Dr Serweslei: Ninguem precisa provar inocência, que é presumida. As perguntas que o sr. me faz só podem ser respondidas pelo seu advogado. Não posso e nem desejo interferir em decisões da OAB, que se sujeitam a recursos que, pelo que vejo, o sr. já está a manejar. Creio que ao final o sr. poderá ter suas perdas reparadas, na forma da lei. Quando eu não puder mais acreditar na Justiça deixarei de ser advogado.

Raul Haidar disse:
05 de outubro de 2006 às 15:09

Dr Serweslei: Ninguem precisa provar inocência, que é presumida. As perguntas que o sr. me faz só podem ser respondidas pelo seu advogado. Não posso e nem desejo interferir em decisões da OAB, que se sujeitam a recursos que, pelo que vejo, o sr. já está a manejar. Creio que ao final o sr. poderá ter suas perdas reparadas, na forma da lei. Quando eu não puder mais acreditar na Justiça deixarei de ser advogado.

Serweslei disse:
06 de outubro de 2006 às 12:27

Doutor Haidar,

justamente por isto é que estou sendo injustiçado pela OAB/SP, se a inocência é presumida porque me suspensderam sem me ouvir e sem ver as provas da acusação???
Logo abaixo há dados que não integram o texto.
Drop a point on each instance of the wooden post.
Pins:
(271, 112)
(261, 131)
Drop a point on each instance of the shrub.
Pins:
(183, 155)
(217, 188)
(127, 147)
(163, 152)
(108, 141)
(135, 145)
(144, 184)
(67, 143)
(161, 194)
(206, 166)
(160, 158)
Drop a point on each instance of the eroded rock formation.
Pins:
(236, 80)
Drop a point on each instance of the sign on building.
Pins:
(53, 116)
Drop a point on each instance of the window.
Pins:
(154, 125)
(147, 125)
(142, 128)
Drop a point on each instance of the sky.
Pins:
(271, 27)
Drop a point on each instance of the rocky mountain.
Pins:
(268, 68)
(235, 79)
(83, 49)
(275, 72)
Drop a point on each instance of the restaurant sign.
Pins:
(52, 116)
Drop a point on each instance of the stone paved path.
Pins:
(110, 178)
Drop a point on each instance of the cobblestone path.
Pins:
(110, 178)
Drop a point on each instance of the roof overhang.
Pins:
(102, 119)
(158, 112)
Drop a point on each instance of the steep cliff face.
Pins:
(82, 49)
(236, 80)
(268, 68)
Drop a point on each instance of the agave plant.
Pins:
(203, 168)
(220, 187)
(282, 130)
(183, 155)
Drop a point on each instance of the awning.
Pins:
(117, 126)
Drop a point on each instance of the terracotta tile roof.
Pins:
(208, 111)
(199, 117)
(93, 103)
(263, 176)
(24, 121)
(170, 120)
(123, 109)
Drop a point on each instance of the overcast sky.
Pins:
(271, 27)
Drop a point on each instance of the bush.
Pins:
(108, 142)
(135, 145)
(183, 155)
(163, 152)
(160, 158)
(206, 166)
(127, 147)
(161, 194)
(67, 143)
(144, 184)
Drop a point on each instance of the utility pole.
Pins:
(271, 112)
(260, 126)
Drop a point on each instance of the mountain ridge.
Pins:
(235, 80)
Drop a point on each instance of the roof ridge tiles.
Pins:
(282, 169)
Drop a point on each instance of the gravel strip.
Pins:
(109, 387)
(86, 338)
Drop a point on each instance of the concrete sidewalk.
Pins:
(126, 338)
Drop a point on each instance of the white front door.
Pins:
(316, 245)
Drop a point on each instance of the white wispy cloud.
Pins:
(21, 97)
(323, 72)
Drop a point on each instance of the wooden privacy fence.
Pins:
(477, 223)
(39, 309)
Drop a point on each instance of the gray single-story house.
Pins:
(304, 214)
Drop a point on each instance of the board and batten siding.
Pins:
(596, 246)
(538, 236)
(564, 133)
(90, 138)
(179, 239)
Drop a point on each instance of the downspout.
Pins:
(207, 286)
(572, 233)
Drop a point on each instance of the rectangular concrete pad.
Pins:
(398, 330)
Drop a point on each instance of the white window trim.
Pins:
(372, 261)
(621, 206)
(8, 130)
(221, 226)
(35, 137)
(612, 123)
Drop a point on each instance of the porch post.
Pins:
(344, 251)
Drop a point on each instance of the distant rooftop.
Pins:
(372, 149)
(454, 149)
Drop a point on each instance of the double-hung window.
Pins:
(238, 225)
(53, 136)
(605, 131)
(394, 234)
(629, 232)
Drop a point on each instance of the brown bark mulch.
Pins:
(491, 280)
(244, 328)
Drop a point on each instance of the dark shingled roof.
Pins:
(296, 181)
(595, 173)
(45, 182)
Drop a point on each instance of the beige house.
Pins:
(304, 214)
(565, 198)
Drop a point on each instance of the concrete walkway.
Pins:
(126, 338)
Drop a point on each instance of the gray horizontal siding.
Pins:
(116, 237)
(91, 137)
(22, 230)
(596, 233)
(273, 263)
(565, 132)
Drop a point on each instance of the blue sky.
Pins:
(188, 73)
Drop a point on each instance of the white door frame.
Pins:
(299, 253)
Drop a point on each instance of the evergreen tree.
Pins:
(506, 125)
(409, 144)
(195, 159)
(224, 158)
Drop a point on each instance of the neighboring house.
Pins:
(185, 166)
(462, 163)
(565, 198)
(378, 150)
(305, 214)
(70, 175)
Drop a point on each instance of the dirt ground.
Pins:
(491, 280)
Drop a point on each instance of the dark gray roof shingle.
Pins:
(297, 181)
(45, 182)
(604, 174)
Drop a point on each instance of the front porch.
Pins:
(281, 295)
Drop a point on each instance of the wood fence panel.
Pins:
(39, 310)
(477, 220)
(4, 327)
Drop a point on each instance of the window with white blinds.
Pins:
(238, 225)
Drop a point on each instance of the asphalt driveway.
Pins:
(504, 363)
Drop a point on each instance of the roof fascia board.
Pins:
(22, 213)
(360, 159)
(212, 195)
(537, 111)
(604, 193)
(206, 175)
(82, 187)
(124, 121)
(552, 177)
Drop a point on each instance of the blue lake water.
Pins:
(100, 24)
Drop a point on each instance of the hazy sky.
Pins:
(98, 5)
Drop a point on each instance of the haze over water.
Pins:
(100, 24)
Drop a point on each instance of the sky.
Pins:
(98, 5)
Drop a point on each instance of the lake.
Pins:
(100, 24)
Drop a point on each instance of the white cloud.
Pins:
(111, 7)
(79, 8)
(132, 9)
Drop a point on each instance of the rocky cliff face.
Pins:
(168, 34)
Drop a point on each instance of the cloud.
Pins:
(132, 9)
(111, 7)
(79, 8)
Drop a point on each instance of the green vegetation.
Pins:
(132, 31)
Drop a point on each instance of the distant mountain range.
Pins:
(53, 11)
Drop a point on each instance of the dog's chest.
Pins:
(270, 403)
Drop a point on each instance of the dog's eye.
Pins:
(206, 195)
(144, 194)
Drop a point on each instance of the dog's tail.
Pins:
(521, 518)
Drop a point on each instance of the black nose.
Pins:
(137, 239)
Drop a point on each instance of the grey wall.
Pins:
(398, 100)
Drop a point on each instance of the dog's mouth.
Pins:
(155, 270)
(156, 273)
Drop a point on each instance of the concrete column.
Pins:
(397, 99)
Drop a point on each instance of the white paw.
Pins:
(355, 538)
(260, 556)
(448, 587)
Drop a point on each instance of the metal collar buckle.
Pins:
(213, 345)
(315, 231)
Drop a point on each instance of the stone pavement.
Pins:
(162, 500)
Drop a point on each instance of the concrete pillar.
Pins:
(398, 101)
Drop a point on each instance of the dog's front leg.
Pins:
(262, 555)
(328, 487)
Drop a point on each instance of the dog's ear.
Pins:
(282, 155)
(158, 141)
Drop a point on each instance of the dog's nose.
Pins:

foi só com medo e para dar satisfações para a mídia.

abraços

Raul Haidar disse:
07 de outubro de 2006 às 08:35

Dr Serweslei: Admitindo-se como tais os fatos relatados, parece que o Tribunal de Ética errou. Nunca sustentei que seus integrante fossem infalíveis. Sustento, tão somente, que são sérios. Por serem falíveis, como qualquer um de nós, é que existem os recursos previstos na Lei.Além disso, a Constituição Federal assegura a proteção judicial, que o sr. afirma já ter sido providenciada através de advogado regularmente constituído. Se o Judiciário ainda não se pronunciou, a questão está "sub judice". Pelo que o sr. relatou, já foi cumprida a suspensão. Logo, seu direito ao exercício da profissão já foi restituído. Caso a Justiça reconheça a ilicitude da pena que o sr. alega ter sofrido, a OAB responderá pelos danos materiais e morais correspondentes. Nesse caso, a entidade poderá cobrar dos membros do TED tais perdas, se comprovada sua eventual prevaricação. Assim é a nossa Lei, que o sr. conhece por dever de ofício. Suas críticas à entidade e ao TED devem, portanto, levar em conta tais questões. Não podemos afirmar, por exemplo, que o Judiciário brasileiro é ruim porque alguns juízes cometem crimes e até são presos. Não se pode, prezado Colega, fazer generalizações a partir de exceções. Também não é justo que, por eventuais erros muito específicos, que, aliás, ainda estão, como o sr. afirma, "sub judice", toda a OAB seja estigmatizada e se procure dessa forma extrair motivação "política" da eventualidade do erro. Aliás, boa parte dos "oposicionistas" de hoje já estiveram no "poder" e cometeram erros igualmente graves o mais graves que o aqui mencionado. Saiba o sr. que a gestão anterior, por exemplo, praticamente "quebrou" a entidade, o que obrigou a atual gestão a sacrificar quase a metade do mandato para colocar as finanças da entidade em dia. Veja, a respeito, o material contido no "site" da OABP, no item "controladoria". Solidarizo-me com o colega pelo sofrimento aqui relatado. Mas não posso aceitar que um eventual erro, ainda não apreciado pelo poder competente em grau de recurso, venha a macular o trabalho sério, dígno e correto que a atual gestão vem desenvolvendo. Bom dia!